Uno no puede dejar de sentir pena por Gonsuke, tan inocente, que piensa que sirviendo como esclavo a una familia que se aprovecha de él adquirirá poderes sobrenaturales; mas, en la escena final de Sennin, son los amos abusivos quienes permanecen con los pies bien pegados al suelo, mientras Gonsuke desaparece volando.
Tampoco podemos evitar nuestra simpatía hacia el pintor de las Figuras infernales, dispuesto a todo con tal de alcanzar una perfección sin precedentes en el arte; ni siquiera cuando ese todo se materializa en el más inconcebible de los sacrificios y uno acaba paralizado, al igual que el resto de los personajes del cuento, y no llega a saber nunca si este pasmo es por el holocausto o por el hecho de que alguien se haya dedicado a describirlo con tanto detalle y tanta calma.
Conozco incluso a más de una persona que no le perdona a este escritor el papel de detective que nos asigna En el bosque –magistralmente adaptada por Akira Kurosawa en Rashomon– donde luego de atraernos con el misterio de un asesinato, se nos deja a nuestra cuenta y riesgo en una especie de resuélvalo usted mismo, si es que puede.
Sin embargo, seguimos leyendo a Akutagawa.
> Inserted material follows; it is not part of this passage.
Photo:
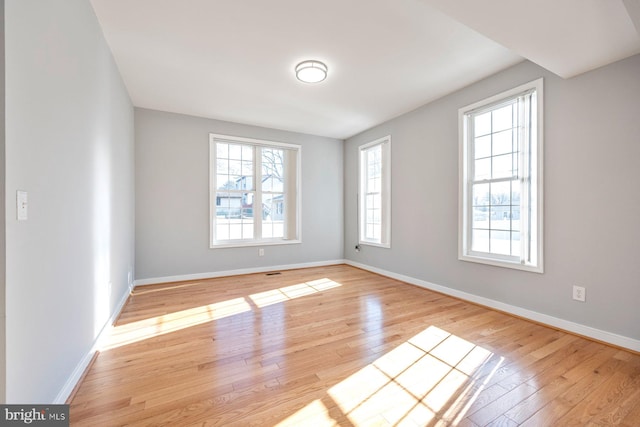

Quizás porque sus cuentos son entretenidos y están muy bien escritos; quizás porque siendo una persona particularmente sensible, es capaz de evocar y hacer que saboreemos a base de palabras esas esencias últimas que definen lo humano; quizás porque en la violencia sutil y sin escrúpulos que ejerce sobre sus lectores hay cierta belleza tan ineludible como mágica: el encanto fascinante de los mundos sin límites ni reglas, de lo salvaje que todavía llevamos en nosotros, de lo instintivo que se mezcla a lo racional.